Aiming to do both, I touch down late afternoon on a Friday and weigh my transportation options. Although the city bus system in Memphis, known as MATA, doesn't even pretend to be as efficient as its counterparts in San Francisco or New York, I happen to arrive a few minutes before Bus 32 rolls through Memphis International Airport ($1.35). It's probably not the most scenic ride into town, but it sure as heck is the cheapest.

My first inclination was to stay at a hostel, but I realize I'm getting too old for communal sleeping. Instead, I spring for an $80-a-night room at the Sleep Inn at Court Square, hands down the best deal for the money within a five-minute walk of Beale Street (not to mention the fact that the Main Street Trolley stops right outside its doors). No sooner had I dropped off my bags than I was back out on the street and headed to Charlie Vergos Rendezvous, the most famous spot in town for Memphis' beloved barbecue.
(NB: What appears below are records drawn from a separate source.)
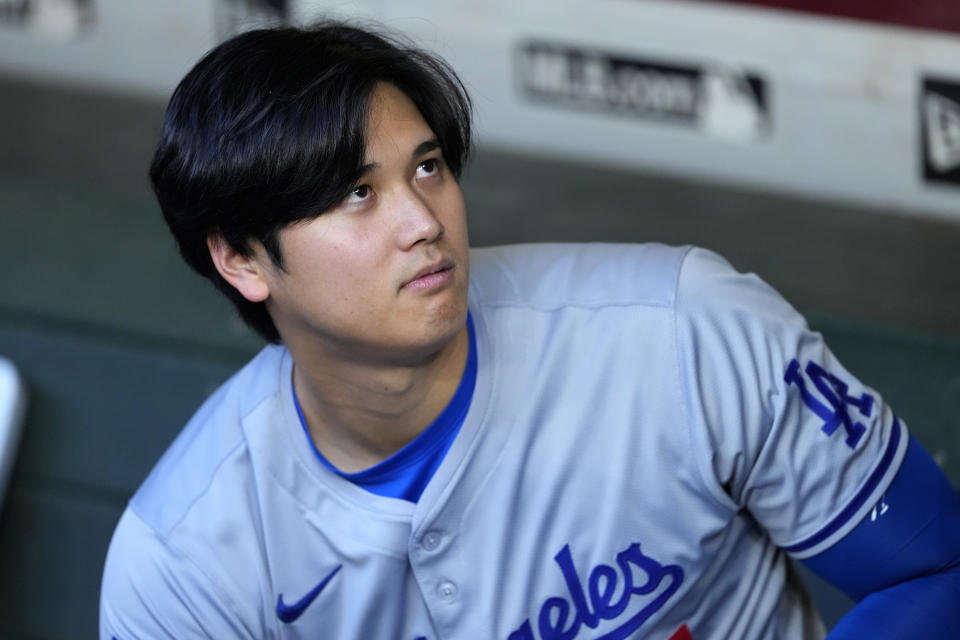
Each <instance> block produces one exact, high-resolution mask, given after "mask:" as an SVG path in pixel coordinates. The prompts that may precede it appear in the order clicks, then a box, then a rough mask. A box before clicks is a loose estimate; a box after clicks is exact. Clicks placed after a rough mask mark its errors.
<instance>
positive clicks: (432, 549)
mask: <svg viewBox="0 0 960 640" xmlns="http://www.w3.org/2000/svg"><path fill="white" fill-rule="evenodd" d="M442 539H443V534H442V533H440V532H439V531H427V533H425V534H424V536H423V538H422V539H421V540H420V546H422V547H423V550H424V551H434V550H435V549H436V548H437V547H439V546H440V540H442Z"/></svg>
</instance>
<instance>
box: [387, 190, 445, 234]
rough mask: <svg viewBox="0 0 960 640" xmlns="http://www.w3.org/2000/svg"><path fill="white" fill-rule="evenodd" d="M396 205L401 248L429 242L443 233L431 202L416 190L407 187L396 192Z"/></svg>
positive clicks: (396, 209) (439, 223)
mask: <svg viewBox="0 0 960 640" xmlns="http://www.w3.org/2000/svg"><path fill="white" fill-rule="evenodd" d="M396 207H397V208H396V220H397V240H398V241H399V243H400V245H401V248H402V249H410V248H412V247H413V246H415V245H417V244H419V243H421V242H423V243H425V244H430V243H432V242H434V241H435V240H436V239H437V238H439V237H440V236H441V235H443V225H442V224H441V223H440V221H439V220H438V219H437V216H436V215H435V213H434V211H433V208H432V206H431V204H430V203H429V202H428V201H427V200H426V199H425V198H424V197H423V196H422V195H421V194H419V193H417V191H416V190H414V189H412V188H407V189H404V190H403V191H402V193H400V194H398V201H397V205H396Z"/></svg>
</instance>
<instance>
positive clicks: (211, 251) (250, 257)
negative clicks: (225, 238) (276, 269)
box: [207, 233, 270, 302]
mask: <svg viewBox="0 0 960 640" xmlns="http://www.w3.org/2000/svg"><path fill="white" fill-rule="evenodd" d="M207 249H209V250H210V258H211V259H212V260H213V265H214V266H215V267H216V268H217V271H218V272H219V273H220V275H221V276H222V277H223V279H224V280H226V281H227V282H229V283H230V284H231V285H232V286H233V288H235V289H236V290H237V291H239V292H240V295H242V296H243V297H244V298H246V299H247V300H249V301H250V302H263V301H264V300H266V299H267V298H268V297H269V296H270V287H269V286H268V284H267V280H266V278H264V274H263V270H264V268H265V267H264V266H263V260H262V259H261V258H263V257H264V256H262V254H263V253H264V251H262V250H260V251H257V247H254V254H253V255H251V256H245V255H243V254H242V253H240V252H238V251H237V250H236V249H234V248H233V247H231V246H230V243H228V242H227V241H226V240H224V239H223V236H221V235H220V234H219V233H210V234H208V235H207Z"/></svg>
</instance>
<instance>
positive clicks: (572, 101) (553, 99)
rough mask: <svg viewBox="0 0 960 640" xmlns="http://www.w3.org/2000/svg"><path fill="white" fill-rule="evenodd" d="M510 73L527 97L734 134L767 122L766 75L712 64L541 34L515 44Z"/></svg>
mask: <svg viewBox="0 0 960 640" xmlns="http://www.w3.org/2000/svg"><path fill="white" fill-rule="evenodd" d="M516 69H517V78H518V82H519V86H520V90H521V92H522V93H523V94H524V95H525V96H527V97H528V98H529V99H531V100H534V101H537V102H541V103H546V104H554V105H557V106H563V107H571V108H575V109H580V110H587V111H599V112H606V113H611V114H619V115H625V116H632V117H636V118H641V119H644V120H648V121H651V122H658V123H663V124H667V125H678V126H683V127H688V128H692V129H696V130H699V131H702V132H703V133H707V134H709V135H713V136H717V137H721V138H727V139H734V140H739V141H744V142H748V141H752V140H758V139H761V138H763V137H764V136H766V135H767V134H768V132H769V128H770V113H769V109H768V106H767V93H768V90H767V84H766V81H765V80H764V79H763V78H761V77H760V76H759V75H758V74H756V73H749V72H745V71H743V70H740V69H733V68H729V67H725V66H723V65H719V64H711V65H703V66H695V65H690V64H667V63H665V62H662V61H654V60H641V59H637V58H627V57H623V56H618V55H611V54H607V53H603V52H598V51H593V50H585V49H576V48H571V47H565V46H560V45H555V44H548V43H544V42H526V43H523V44H521V45H520V47H519V48H518V58H517V66H516Z"/></svg>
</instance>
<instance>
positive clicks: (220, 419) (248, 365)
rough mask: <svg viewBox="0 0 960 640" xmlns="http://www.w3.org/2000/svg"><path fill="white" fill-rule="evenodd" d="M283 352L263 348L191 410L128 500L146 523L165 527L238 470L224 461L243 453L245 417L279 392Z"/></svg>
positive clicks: (286, 356)
mask: <svg viewBox="0 0 960 640" xmlns="http://www.w3.org/2000/svg"><path fill="white" fill-rule="evenodd" d="M285 357H287V356H286V350H285V349H284V348H283V347H278V346H268V347H265V348H264V349H263V350H262V351H260V353H258V354H257V355H256V356H255V357H254V358H253V359H252V360H251V361H250V362H248V363H247V364H246V365H245V366H244V367H243V368H242V369H240V370H239V371H238V372H237V373H235V374H234V375H233V376H232V377H230V378H229V379H228V380H227V381H226V382H224V383H223V384H222V385H221V386H220V387H219V388H218V389H217V390H216V391H215V392H214V393H213V394H212V395H211V396H210V397H209V398H208V399H207V400H206V402H204V403H203V405H201V407H200V408H199V409H198V410H197V411H196V413H194V415H193V417H192V418H191V419H190V421H189V422H188V423H187V425H186V426H185V427H184V429H183V430H182V431H181V432H180V434H179V435H178V436H177V438H176V439H175V440H174V442H173V443H172V444H171V445H170V447H169V448H168V449H167V451H166V452H165V453H164V454H163V456H162V457H161V458H160V460H159V461H158V462H157V464H156V465H155V466H154V468H153V470H152V471H151V472H150V474H149V476H147V478H146V480H145V481H144V482H143V484H142V485H141V486H140V488H139V489H138V491H137V492H136V494H135V495H134V496H133V498H132V500H131V502H130V508H131V509H132V510H133V511H134V512H135V513H136V514H137V515H138V517H139V518H141V519H142V520H143V521H144V523H145V524H146V525H148V526H150V527H151V528H153V529H154V530H156V531H157V532H158V533H160V534H161V535H163V534H165V533H166V532H169V531H170V530H171V529H172V528H173V527H174V526H176V524H177V523H178V522H179V521H180V520H181V519H183V518H184V517H185V516H186V514H187V512H188V511H189V510H190V509H191V508H192V506H193V505H194V504H195V503H196V502H197V500H198V499H199V498H200V497H201V496H202V495H203V494H204V493H205V492H207V491H208V490H209V488H210V487H211V486H212V485H213V483H214V482H216V481H217V478H218V477H222V476H224V475H228V474H229V473H231V472H236V471H237V465H234V466H232V467H231V466H228V465H226V464H225V463H227V462H228V461H229V460H230V459H231V458H236V457H238V456H240V457H242V456H244V455H245V448H246V446H247V438H246V433H245V431H244V421H245V418H246V417H247V416H248V415H249V414H250V413H251V412H253V411H254V410H256V409H257V407H258V406H260V405H261V404H262V403H264V402H265V401H269V400H271V399H273V398H275V397H276V395H277V394H278V392H279V389H280V380H281V374H280V371H281V368H282V365H283V360H284V358H285ZM241 468H242V467H241ZM235 480H236V478H233V479H231V482H232V481H235ZM240 488H241V487H240V486H238V487H237V489H240Z"/></svg>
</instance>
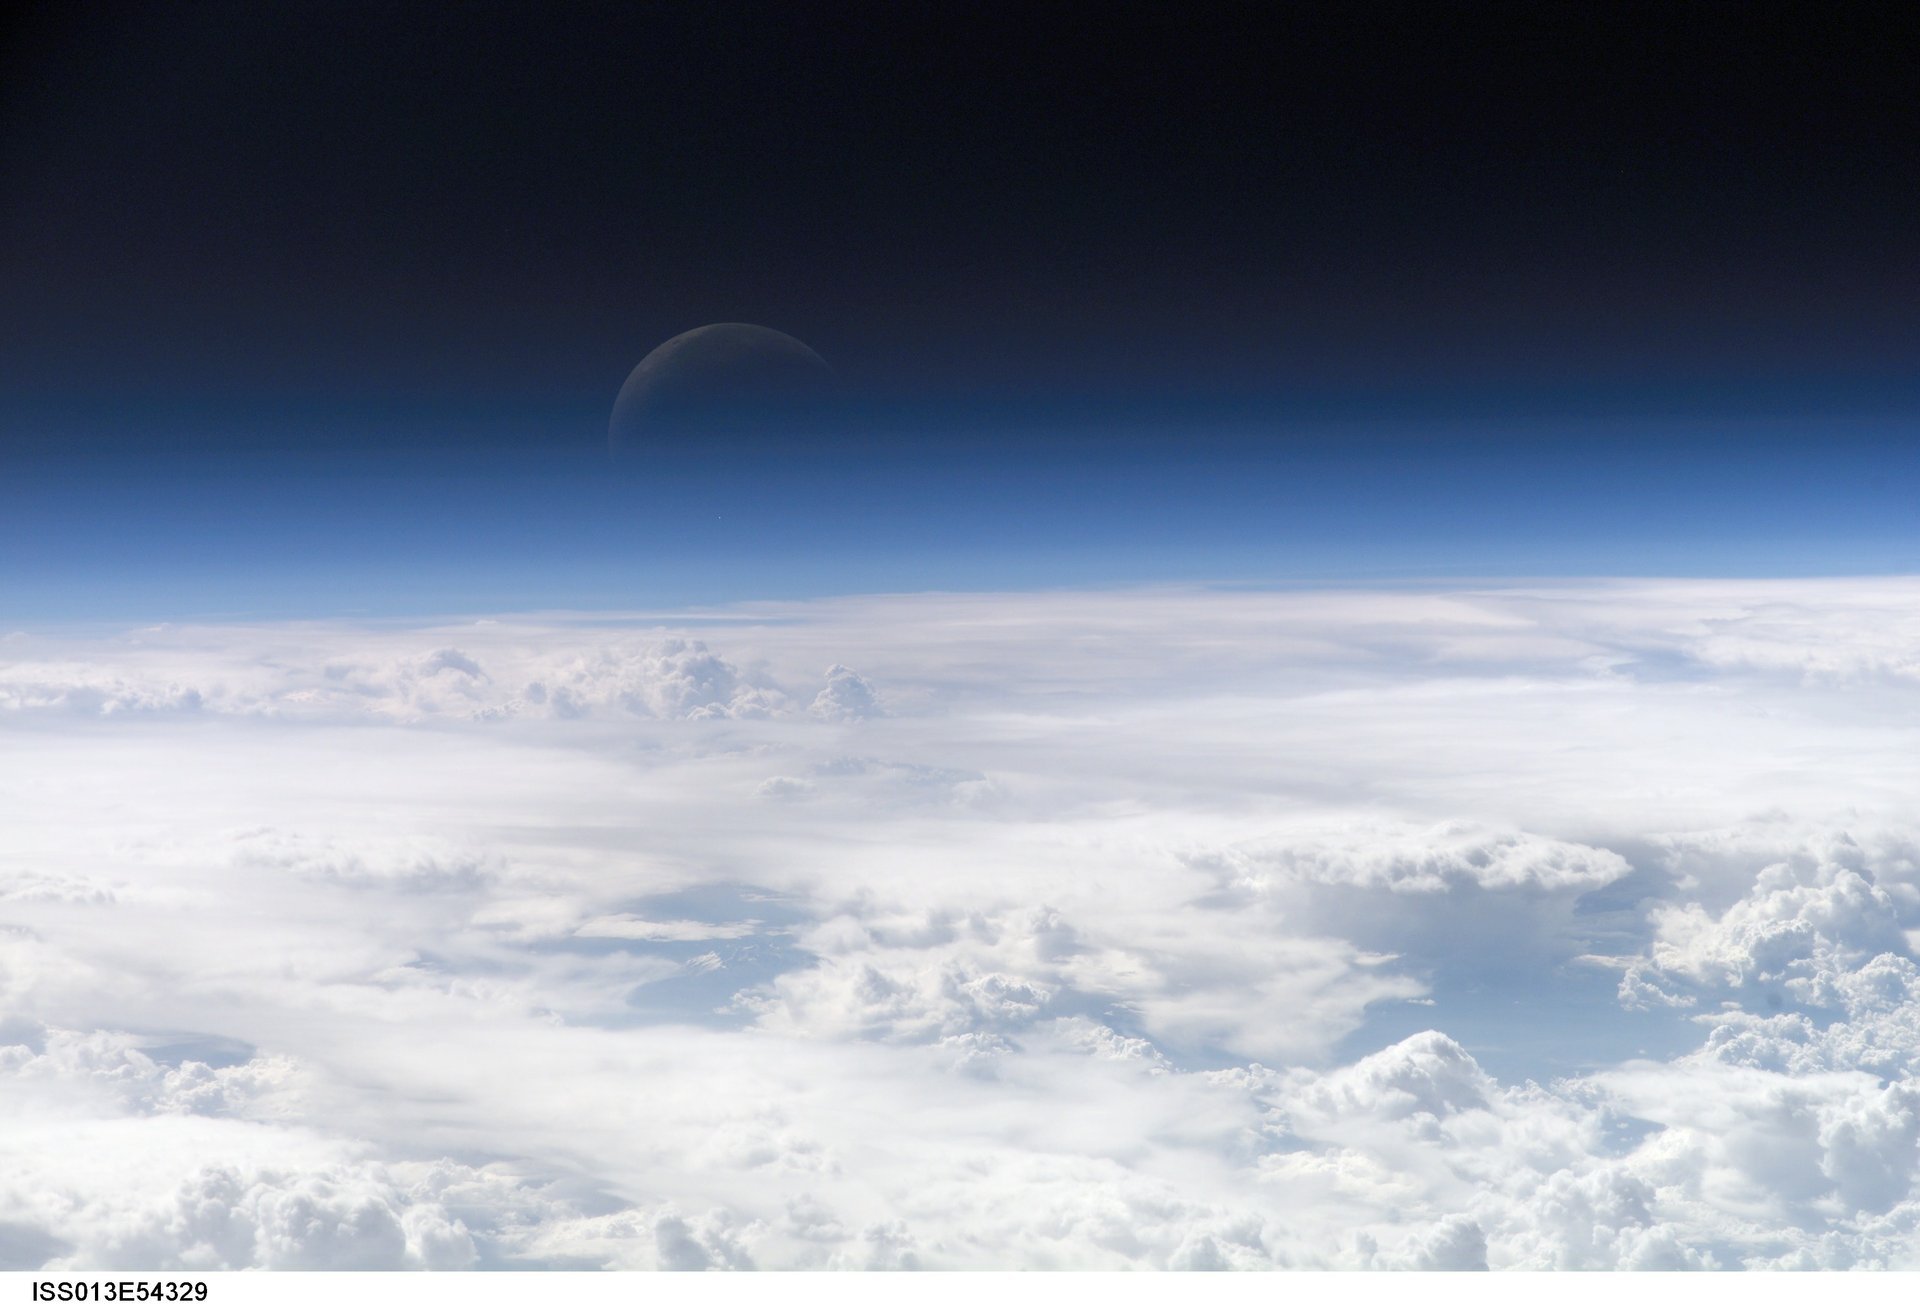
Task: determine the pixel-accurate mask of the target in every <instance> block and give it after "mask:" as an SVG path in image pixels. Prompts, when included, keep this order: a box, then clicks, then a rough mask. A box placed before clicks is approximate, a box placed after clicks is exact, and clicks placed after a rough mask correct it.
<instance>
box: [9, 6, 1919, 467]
mask: <svg viewBox="0 0 1920 1307" xmlns="http://www.w3.org/2000/svg"><path fill="white" fill-rule="evenodd" d="M1901 12H1903V13H1905V15H1901ZM1912 13H1916V12H1914V10H1912V8H1908V6H1878V4H1855V6H1834V4H1826V6H1795V8H1789V6H1770V4H1753V2H1747V4H1665V6H1651V8H1640V6H1626V4H1588V6H1571V4H1517V6H1452V4H1448V6H1442V4H1363V2H1356V0H1346V2H1342V4H1327V6H1313V4H1302V6H1246V8H1236V6H1202V8H1194V6H1171V4H1169V6H1139V8H1127V6H1089V8H1073V6H1058V4H1021V6H985V4H966V6H933V8H929V10H925V12H922V8H920V6H897V4H872V6H833V4H783V6H753V4H687V6H605V8H601V6H584V4H564V6H549V4H543V6H513V8H507V6H492V4H459V6H394V4H365V6H361V4H271V6H267V4H211V2H209V4H184V6H182V4H167V6H132V8H125V6H111V4H86V6H73V4H50V6H42V8H38V10H36V12H35V13H33V15H31V17H27V19H25V21H17V25H15V27H13V29H12V31H10V33H8V48H6V65H4V69H0V88H4V90H0V94H4V119H0V123H4V129H0V177H4V182H0V184H4V192H0V288H4V297H0V405H4V409H0V413H4V415H6V420H8V426H10V440H13V441H42V443H44V441H46V440H56V441H58V440H67V438H73V440H84V438H86V428H88V424H92V426H94V428H98V430H102V432H108V430H111V432H134V430H136V428H140V426H142V424H146V426H152V428H156V430H159V428H167V430H175V428H180V430H186V428H196V424H198V428H196V430H202V432H217V430H228V436H227V438H230V440H240V441H244V440H252V438H253V436H250V432H257V430H261V426H271V424H273V422H276V420H292V415H300V420H301V422H317V424H319V426H321V428H324V426H326V422H332V420H338V422H346V424H351V422H363V424H372V426H378V428H380V430H407V426H409V424H417V426H420V430H426V428H436V426H447V424H453V426H457V424H459V422H461V420H467V418H470V416H472V415H493V416H503V415H505V416H503V420H505V418H511V420H515V422H524V424H526V428H524V430H528V432H534V430H540V432H551V430H561V428H566V430H570V428H572V426H582V430H584V432H588V434H589V436H591V438H597V434H599V426H597V424H599V422H601V420H603V415H605V407H607V405H609V403H611V397H612V392H614V390H616V388H618V384H620V380H622V378H624V374H626V370H628V368H630V367H632V365H634V361H637V359H639V357H641V355H643V353H645V351H647V349H649V347H651V345H655V344H659V342H660V340H664V338H666V336H672V334H676V332H680V330H685V328H689V326H697V324H701V322H708V321H756V322H766V324H772V326H778V328H781V330H787V332H791V334H795V336H801V338H803V340H806V342H808V344H812V345H814V347H816V349H820V351H822V353H824V355H826V357H828V359H829V361H833V363H835V367H837V368H839V370H841V374H843V376H847V378H849V380H851V382H854V384H856V386H858V388H862V390H864V392H866V393H872V395H883V397H887V399H889V401H900V403H920V405H927V407H941V405H952V407H968V405H972V407H973V409H977V411H987V409H998V411H1002V413H1008V411H1021V407H1025V409H1029V411H1033V413H1043V411H1056V413H1066V411H1081V413H1089V411H1092V413H1114V411H1125V409H1129V407H1131V409H1142V407H1144V409H1154V407H1156V405H1158V407H1160V411H1175V409H1179V407H1181V405H1190V407H1194V409H1196V411H1208V409H1210V407H1213V409H1233V411H1244V413H1286V411H1288V405H1294V407H1313V405H1323V407H1325V405H1329V403H1331V405H1332V407H1338V405H1342V403H1348V401H1352V403H1357V405H1365V403H1375V401H1379V403H1386V401H1390V399H1392V397H1394V395H1411V397H1413V399H1411V403H1434V405H1440V407H1448V405H1453V407H1459V409H1463V411H1471V409H1473V407H1475V403H1484V401H1486V397H1488V395H1532V397H1536V401H1538V403H1544V405H1548V407H1553V405H1555V403H1563V405H1571V407H1578V405H1596V403H1597V405H1601V407H1605V405H1607V403H1611V401H1619V403H1624V405H1628V407H1632V405H1634V403H1640V405H1645V403H1655V405H1657V403H1680V399H1676V397H1682V399H1684V401H1686V403H1695V405H1699V403H1703V405H1707V407H1711V405H1715V403H1740V401H1741V397H1743V395H1745V397H1747V401H1749V403H1763V405H1764V403H1788V401H1789V399H1791V401H1795V403H1799V401H1805V403H1809V405H1816V407H1818V405H1839V407H1847V405H1868V407H1870V405H1884V403H1895V405H1907V403H1908V401H1910V399H1912V397H1914V395H1916V393H1920V386H1916V376H1920V368H1916V359H1920V309H1916V305H1920V297H1916V296H1914V286H1920V234H1916V232H1920V223H1916V219H1914V213H1916V209H1920V203H1916V200H1920V146H1916V132H1914V129H1912V106H1910V98H1908V96H1910V84H1908V79H1910V59H1912V54H1914V50H1916V48H1920V42H1916V36H1920V23H1916V19H1914V17H1912ZM1795 395H1797V399H1793V397H1795ZM1382 397H1384V399H1382ZM1663 397H1665V399H1663ZM1755 397H1759V399H1755ZM169 424H171V426H169ZM209 438H211V436H209ZM528 438H530V440H534V436H528ZM541 438H545V436H541Z"/></svg>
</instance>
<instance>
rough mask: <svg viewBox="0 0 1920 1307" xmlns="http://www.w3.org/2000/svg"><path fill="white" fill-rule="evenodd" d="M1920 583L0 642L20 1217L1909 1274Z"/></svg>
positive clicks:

The route to Charlie's from the Sleep Inn takes in the best of historic downtown Memphis, a collage of architectural styles (beaux-arts, Victorian revival, gothic revival) reminiscent of small-town Ameri­ca that live on simultaneously with new urban developments like Peabody Place, a dining and entertainment complex featuring 22 state-of-the-art theater screens and 12 restaurants. With more locations listed on the National Register of Historic Places per capita than any other city in the U.S., Memphis offers a wonderful collision of old and new, with a killer soundtrack to boot. As I take this all in, my nose picks up the muddled, smoky waft of charcoal, vinegar, and secret spices that extends far beyond the sketchy downtown alley where you'll find Charlie's. There are more than 110 barbecue joints in Memphis, but Charlie's is the granddaddy of them all.